Co-Parenting and Technology

During a divorce or custody case, the court will make a decision regarding visitation and custody based on what is in the child’s best interest.  What is in the child’s best interest will be decided based on a list of factors found in New Jersey statutes.  The New Jersey legislature specifically recognizes that it is in the children’s best interest to maximize the contact and time between the parents and the children.  Technology can be a good way to help maximize that contact after your divorce or separation, and help facilitate co-parenting.

One way technology can be useful with co-parenting is the use of Skype or FaceTime.  Although calling your children regularly is a good way to connect with teenagers, it is not always an effective method of communication with young children.  With an option like Skype, it is easier to speak and communicate with a toddler, or even play with an infant. 

For older children, having an email account for your child can be a good way to send messages and connect with your child.  Texting or other messaging services can provide a similar type of contact.  However, parents should be cautious that they do not message so frequently as to disrupt the other parent’s visitation.

Technology can also be used to help smooth your communication with the other parent.  After a divorce or separation, there may be lingering resentment or anger between the parents, making face to face interaction stressful and difficult.  Using text or email to discuss issues and exchange information can allow parties the time and space needed to carefully craft a response. 

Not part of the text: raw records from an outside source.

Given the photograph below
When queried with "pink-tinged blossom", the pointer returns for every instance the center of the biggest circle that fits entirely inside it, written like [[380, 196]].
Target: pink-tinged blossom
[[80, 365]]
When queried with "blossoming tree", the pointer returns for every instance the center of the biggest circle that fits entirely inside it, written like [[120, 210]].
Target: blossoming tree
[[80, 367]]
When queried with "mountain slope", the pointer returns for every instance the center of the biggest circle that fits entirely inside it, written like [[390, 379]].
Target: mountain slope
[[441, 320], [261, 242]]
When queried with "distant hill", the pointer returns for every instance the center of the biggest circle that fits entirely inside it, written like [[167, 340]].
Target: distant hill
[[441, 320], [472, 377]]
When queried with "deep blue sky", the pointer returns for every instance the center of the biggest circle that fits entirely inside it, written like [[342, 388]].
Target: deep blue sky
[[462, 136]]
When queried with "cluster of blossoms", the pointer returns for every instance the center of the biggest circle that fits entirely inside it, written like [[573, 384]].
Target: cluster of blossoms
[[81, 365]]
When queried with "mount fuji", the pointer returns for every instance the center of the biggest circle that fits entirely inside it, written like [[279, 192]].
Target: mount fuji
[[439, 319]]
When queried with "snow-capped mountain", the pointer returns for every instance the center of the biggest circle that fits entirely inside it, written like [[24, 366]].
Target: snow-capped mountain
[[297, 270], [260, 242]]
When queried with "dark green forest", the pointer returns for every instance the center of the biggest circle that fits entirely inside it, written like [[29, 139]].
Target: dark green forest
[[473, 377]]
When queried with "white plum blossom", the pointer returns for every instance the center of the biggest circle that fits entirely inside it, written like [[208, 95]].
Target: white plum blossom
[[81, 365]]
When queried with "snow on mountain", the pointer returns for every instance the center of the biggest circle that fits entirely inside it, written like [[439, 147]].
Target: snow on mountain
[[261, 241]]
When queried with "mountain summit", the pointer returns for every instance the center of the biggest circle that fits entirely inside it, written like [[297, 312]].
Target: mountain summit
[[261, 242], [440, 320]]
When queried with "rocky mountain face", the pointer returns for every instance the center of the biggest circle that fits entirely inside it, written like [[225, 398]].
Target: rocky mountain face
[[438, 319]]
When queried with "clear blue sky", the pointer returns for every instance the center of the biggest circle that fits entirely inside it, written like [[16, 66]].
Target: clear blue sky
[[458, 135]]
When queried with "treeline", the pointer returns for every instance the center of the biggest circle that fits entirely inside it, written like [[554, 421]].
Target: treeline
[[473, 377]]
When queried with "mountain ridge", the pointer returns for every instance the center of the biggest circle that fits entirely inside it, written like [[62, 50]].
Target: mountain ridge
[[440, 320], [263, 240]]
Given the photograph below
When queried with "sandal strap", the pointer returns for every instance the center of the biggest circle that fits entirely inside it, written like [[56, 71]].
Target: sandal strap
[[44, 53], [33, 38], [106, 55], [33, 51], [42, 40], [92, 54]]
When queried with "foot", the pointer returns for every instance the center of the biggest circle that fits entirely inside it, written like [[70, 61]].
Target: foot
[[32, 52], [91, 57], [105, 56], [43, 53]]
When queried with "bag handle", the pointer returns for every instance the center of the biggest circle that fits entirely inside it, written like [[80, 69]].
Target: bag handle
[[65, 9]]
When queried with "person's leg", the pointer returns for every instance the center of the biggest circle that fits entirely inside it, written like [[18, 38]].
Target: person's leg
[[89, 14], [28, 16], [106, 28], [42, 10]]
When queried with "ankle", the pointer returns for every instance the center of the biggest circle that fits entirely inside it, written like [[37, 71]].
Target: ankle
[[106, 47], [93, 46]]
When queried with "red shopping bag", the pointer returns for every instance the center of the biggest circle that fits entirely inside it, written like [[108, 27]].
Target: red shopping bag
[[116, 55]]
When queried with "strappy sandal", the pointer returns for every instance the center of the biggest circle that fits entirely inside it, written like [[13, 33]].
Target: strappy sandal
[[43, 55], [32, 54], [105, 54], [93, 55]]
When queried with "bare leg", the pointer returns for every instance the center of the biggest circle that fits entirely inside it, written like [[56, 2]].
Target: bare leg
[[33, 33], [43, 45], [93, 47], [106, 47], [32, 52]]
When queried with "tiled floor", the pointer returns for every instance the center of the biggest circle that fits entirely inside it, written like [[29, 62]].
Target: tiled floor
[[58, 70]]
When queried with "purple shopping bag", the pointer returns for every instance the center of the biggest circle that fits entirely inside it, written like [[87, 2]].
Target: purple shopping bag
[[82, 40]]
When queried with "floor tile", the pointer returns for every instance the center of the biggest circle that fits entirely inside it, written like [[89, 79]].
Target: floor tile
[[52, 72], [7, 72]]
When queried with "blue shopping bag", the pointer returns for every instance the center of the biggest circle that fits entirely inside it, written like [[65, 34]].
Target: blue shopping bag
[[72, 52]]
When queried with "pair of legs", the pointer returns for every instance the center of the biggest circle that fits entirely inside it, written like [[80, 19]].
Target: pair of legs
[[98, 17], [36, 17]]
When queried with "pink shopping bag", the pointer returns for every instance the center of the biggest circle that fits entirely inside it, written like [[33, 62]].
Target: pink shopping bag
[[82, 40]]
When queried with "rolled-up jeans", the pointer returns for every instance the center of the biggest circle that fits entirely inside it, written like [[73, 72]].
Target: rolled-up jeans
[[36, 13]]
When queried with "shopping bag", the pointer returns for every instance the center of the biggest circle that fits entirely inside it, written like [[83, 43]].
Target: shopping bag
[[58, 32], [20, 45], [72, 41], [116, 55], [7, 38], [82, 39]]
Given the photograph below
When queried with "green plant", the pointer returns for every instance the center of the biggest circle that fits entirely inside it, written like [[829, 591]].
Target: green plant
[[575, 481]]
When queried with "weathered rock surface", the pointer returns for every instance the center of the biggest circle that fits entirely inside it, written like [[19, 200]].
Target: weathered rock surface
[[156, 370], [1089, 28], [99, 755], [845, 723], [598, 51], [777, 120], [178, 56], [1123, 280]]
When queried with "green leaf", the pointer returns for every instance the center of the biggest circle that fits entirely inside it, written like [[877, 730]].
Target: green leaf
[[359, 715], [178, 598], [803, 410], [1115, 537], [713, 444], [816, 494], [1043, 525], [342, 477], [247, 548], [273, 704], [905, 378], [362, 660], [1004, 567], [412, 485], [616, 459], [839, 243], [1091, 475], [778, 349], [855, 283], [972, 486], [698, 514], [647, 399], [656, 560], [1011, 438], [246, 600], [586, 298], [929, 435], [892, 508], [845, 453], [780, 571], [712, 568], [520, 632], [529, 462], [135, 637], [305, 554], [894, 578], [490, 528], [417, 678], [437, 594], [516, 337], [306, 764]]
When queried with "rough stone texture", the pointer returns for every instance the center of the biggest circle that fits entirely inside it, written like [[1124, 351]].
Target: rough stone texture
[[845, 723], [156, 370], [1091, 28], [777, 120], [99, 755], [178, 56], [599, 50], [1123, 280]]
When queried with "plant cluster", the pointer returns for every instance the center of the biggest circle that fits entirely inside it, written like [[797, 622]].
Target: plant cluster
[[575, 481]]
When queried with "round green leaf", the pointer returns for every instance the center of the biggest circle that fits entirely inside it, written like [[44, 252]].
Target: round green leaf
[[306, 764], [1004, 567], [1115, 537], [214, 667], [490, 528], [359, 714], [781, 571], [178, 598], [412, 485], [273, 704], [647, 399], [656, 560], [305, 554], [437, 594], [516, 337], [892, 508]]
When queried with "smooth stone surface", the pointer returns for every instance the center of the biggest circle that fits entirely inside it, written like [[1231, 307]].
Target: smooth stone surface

Parents should be aware that text messages, email, or other electronic communications are admissible in court.  In other words, that text you sent out of anger to the other parent can come back to haunt you.  Similarly, if you disparage your co-parent in an email to your child, that can later be brought up in a custody hearing.  Emails and text exchanges can also work to your benefit, however, if you need to demonstrate that you have been attempting to cooperate and communicate with the co-parent, but these attempts are not successful.